2006 Ohio Revised Code - 1301.03. (UCC 1-103) Supplementary general principles of law applicable.

§ 1301.03. (UCC 1-103) Supplementary general principles of law applicable.

Unless displaced by the particular provisions of Chapters 1301., 1302., 1303., 1304., 1305., 1307., 1308., 1309., and 1310. of the Revised Code, the principals of law and equity, including the law merchant and the law relative to capacity to contract, principal and agent, estoppel, fraud, misrepresentation, duress, coercion, mistake, bankruptcy, or other validating or invalidating cause shall supplement their provisions. 

HISTORY: 129 v S 5 (Eff 7-1-62); 144 v H 693 (Eff 11-6-92); 146 v S 155. Eff 8-15-96.
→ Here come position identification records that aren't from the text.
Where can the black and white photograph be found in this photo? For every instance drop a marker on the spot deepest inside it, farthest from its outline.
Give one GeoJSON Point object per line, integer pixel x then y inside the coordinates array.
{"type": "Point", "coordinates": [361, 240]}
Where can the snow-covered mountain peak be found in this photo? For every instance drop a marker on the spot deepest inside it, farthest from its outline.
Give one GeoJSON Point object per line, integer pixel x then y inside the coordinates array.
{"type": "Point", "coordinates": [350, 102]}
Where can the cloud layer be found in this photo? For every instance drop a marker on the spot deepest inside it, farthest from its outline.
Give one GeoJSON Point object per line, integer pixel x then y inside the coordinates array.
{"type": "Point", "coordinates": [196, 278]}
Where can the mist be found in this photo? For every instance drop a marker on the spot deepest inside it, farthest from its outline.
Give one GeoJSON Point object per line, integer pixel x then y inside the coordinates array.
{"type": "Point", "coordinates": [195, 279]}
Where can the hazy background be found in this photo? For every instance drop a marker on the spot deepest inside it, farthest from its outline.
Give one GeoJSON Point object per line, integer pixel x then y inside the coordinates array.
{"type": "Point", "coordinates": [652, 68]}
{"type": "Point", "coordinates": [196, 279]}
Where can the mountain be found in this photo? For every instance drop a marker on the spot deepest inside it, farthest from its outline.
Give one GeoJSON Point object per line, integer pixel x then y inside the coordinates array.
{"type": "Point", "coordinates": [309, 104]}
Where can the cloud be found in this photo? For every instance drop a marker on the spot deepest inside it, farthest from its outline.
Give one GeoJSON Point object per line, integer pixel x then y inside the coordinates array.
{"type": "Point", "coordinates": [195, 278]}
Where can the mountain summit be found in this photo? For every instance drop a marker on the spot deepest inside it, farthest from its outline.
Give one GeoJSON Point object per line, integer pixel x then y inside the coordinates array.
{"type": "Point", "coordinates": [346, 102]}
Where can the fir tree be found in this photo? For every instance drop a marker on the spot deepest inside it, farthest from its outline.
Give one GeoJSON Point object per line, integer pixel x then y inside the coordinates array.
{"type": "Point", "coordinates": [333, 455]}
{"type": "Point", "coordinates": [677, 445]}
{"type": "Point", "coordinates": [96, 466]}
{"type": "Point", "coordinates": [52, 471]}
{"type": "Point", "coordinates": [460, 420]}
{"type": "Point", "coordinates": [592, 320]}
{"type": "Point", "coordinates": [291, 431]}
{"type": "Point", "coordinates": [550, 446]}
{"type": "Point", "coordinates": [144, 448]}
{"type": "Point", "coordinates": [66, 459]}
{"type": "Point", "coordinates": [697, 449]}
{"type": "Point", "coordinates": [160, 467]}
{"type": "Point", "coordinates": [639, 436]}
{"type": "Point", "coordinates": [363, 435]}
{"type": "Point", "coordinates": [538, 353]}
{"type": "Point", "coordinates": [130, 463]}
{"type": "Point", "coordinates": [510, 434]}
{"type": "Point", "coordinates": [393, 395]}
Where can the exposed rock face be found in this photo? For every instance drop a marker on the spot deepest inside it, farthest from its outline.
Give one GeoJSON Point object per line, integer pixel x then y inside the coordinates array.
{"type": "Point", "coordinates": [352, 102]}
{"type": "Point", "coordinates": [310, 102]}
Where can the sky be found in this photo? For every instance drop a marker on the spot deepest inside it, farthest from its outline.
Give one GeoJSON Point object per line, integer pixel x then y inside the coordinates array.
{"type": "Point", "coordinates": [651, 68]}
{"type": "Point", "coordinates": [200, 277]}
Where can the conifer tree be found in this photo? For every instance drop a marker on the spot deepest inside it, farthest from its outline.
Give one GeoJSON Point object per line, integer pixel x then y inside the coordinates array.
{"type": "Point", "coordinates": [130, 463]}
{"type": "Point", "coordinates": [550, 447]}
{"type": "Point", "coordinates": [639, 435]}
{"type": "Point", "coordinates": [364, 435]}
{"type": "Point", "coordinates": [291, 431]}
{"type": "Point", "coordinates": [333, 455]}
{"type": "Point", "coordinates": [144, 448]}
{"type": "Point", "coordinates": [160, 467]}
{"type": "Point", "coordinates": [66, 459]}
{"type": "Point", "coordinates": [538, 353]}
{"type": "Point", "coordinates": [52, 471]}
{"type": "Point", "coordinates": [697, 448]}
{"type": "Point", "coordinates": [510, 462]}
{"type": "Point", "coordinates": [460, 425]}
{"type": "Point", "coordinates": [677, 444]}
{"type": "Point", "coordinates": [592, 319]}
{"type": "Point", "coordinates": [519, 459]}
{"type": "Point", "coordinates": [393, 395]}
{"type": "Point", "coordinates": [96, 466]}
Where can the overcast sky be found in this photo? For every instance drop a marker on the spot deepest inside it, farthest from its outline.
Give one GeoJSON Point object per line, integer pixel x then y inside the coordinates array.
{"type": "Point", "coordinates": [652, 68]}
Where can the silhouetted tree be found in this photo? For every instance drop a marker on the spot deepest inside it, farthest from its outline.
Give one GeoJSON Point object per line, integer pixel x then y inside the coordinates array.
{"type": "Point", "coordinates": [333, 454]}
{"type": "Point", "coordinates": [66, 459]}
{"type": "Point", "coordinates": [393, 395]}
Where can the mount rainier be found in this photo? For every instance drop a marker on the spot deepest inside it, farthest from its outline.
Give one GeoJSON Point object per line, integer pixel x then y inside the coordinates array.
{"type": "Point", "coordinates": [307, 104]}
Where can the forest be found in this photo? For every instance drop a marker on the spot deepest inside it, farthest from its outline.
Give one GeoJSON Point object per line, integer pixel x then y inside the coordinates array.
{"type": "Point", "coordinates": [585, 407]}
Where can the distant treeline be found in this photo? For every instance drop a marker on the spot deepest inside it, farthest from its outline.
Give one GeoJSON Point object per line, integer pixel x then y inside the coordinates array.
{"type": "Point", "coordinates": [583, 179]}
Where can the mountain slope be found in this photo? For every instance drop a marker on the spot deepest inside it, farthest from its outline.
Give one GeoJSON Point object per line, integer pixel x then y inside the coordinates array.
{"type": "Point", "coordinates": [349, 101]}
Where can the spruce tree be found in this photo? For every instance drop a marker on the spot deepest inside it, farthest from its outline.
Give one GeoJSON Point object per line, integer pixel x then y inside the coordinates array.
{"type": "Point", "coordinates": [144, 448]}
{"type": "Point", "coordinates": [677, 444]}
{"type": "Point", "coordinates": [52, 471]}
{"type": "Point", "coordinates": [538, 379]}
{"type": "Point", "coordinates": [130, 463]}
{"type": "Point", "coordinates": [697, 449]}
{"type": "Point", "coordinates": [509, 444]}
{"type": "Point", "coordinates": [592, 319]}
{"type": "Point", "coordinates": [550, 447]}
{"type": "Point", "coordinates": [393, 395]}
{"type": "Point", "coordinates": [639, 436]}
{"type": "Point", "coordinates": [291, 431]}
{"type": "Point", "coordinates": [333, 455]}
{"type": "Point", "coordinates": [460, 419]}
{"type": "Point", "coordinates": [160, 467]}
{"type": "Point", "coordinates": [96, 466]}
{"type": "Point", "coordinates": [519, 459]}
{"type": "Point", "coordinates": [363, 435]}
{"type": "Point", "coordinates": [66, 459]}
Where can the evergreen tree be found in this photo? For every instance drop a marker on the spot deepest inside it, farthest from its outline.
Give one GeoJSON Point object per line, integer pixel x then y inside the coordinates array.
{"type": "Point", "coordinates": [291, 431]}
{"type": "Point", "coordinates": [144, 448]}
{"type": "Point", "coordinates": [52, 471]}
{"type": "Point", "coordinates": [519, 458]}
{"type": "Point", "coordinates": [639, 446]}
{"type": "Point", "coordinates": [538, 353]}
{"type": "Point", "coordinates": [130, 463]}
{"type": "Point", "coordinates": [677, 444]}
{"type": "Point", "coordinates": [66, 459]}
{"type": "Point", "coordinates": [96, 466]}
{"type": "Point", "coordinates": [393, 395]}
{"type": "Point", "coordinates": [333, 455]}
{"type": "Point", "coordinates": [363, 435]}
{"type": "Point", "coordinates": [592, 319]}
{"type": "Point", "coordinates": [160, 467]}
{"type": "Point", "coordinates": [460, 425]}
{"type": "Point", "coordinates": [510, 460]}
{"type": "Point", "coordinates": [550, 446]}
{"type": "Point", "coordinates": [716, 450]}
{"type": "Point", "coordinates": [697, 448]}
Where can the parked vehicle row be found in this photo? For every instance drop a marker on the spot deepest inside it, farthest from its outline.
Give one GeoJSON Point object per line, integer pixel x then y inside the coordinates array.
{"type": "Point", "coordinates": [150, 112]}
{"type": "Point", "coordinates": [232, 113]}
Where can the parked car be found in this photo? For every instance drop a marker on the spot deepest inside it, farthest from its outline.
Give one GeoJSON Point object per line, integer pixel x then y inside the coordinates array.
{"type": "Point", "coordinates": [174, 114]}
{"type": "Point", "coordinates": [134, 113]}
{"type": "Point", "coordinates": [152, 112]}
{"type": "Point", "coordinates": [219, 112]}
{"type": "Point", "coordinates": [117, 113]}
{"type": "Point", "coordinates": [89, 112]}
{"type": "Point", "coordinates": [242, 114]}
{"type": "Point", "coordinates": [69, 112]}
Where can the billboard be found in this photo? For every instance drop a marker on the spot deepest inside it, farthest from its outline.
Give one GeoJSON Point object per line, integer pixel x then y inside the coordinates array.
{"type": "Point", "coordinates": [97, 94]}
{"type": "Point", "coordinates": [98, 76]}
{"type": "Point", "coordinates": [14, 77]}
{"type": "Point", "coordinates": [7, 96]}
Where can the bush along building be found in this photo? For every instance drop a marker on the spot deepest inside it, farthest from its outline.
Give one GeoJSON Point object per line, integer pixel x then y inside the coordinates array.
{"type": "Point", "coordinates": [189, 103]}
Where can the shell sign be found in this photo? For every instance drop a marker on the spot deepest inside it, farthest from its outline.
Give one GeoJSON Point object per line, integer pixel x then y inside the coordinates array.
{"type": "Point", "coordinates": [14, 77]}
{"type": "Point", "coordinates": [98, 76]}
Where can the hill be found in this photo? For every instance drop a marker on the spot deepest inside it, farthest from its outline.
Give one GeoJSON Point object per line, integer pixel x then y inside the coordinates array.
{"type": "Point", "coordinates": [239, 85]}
Not analogous to former RC § 1301.03 (RS § 3171; 95 v 169; GC § 8106; Bureau of Code Revision, 10-1-53), repealed 129 v S 5, § 2, eff 7-1-62.


Official Comment

1. While this section indicates the continued applicability to commercial contracts of all supplemental bodies of law except insofar as they are explicitly displaced by this Act, the principle has been stated in more detail and the phrasing enlarged to make it clear that the "validating", as well as the "invalidating" causes referred to in the prior uniform statutory provisions, are included here. "Validating" as used here in conjunction with "invalidating" is not intended as a narrow word confined to original validation but extends to cover any factor which at any time or in any manner renders or helps to render valid any right or transaction. 

2. The general law of capacity is continued by express mention to make clear that section 2 of the old Uniform Sales Act (omitted in this Act as stating no matter not contained in the general law) is also consolidated in the present section. Hence, where a statute limits the capacity of a non-complying corporation to sue, this is equally applicable to contracts of sale to which such corporation is a party. 

3. The listing given in this section is merely illustrative; no listing could be exhaustive. Nor is the fact that in some sections particular circumstances have led to express reference to other fields of law intended at any time to suggest the negation of the general application of the principles of this section.